# perfect time for my truck to be down



## richsoucie (Dec 8, 2005)

jjjjjjjjjj


----------



## 6feetdeep (Sep 8, 2006)

I feel for ya' man. Every piece of equip. I touched today broke, we were scrambling to try and keep up. If it had happened on a weekday, I'd be f..ed. Maybe tomorrow will be a better day.


----------



## mike psd (Aug 12, 2007)

chirst thats not good at all . hope get something rigged up soon


----------



## RBRONKEMA GHTFD (Dec 17, 2006)

What happened to your truck? That does suck too. I'd be screwed up the you know what if that happened to me. KNOCKING ON WOOD!!!!!!!


----------



## PlowingRedneck (Nov 26, 2007)

Yea that does suck. I was on my last driveway when my pin and cable just broke and i was omg it already broke earlier this morning then all of sudden it breaks good. O well at least it broke on my last driveway lol.

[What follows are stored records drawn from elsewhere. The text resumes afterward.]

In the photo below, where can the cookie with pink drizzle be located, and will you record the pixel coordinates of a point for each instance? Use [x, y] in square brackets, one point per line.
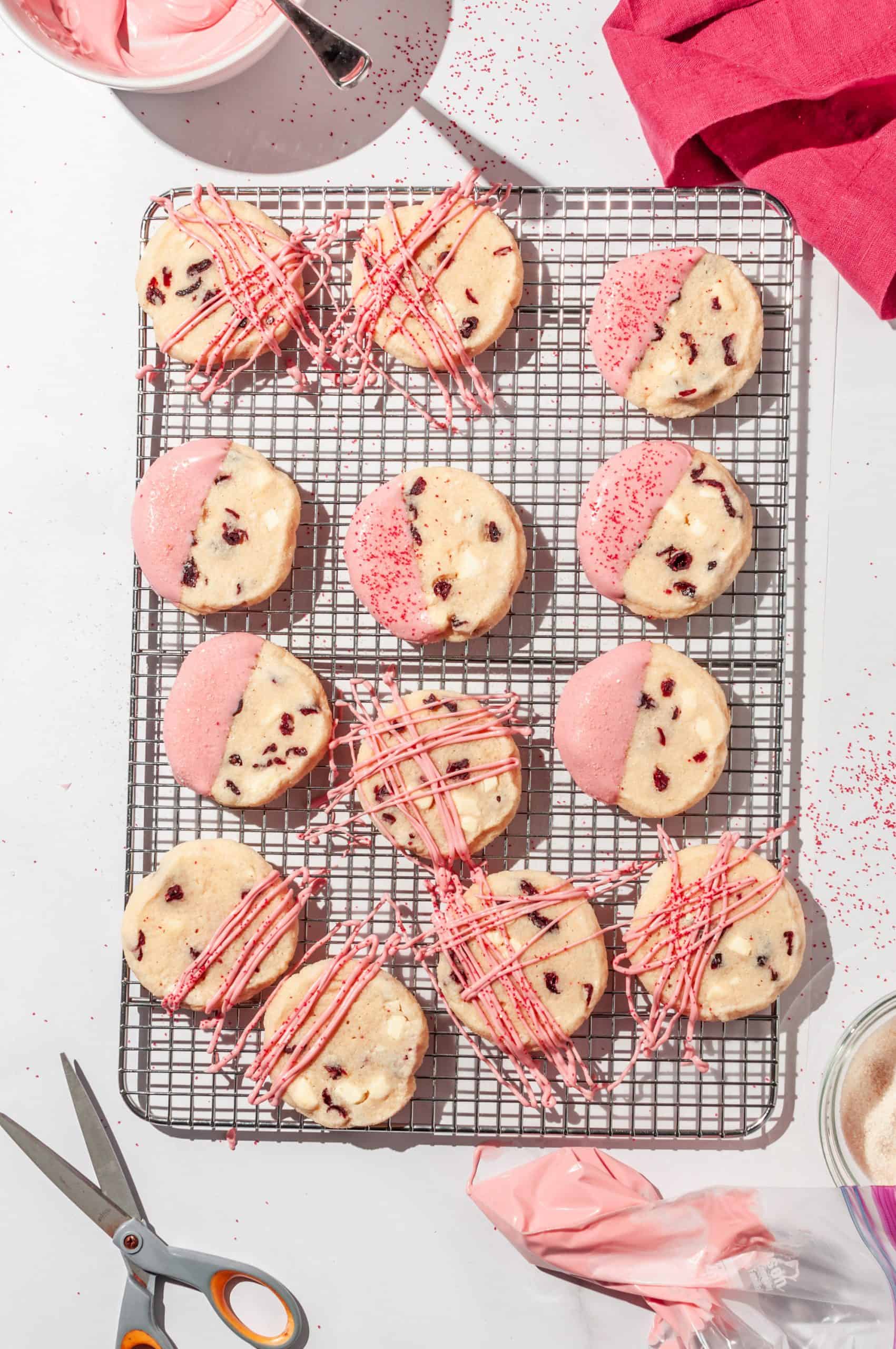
[220, 282]
[439, 774]
[718, 931]
[523, 960]
[663, 529]
[439, 281]
[676, 331]
[361, 1043]
[174, 912]
[214, 526]
[436, 555]
[644, 728]
[244, 721]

Happy Plowing!!!!!!!!!!!!!!!!!!!


----------



## richsoucie (Dec 8, 2005)

my caliper sprung a leak i lost the entire fluid resivoir in like 5 min


----------



## ameyerman (Dec 15, 2005)

i know what ya mean. tie-rod just fell off on my truck. went right off the road. was down for about 3 hours. not a good day.


----------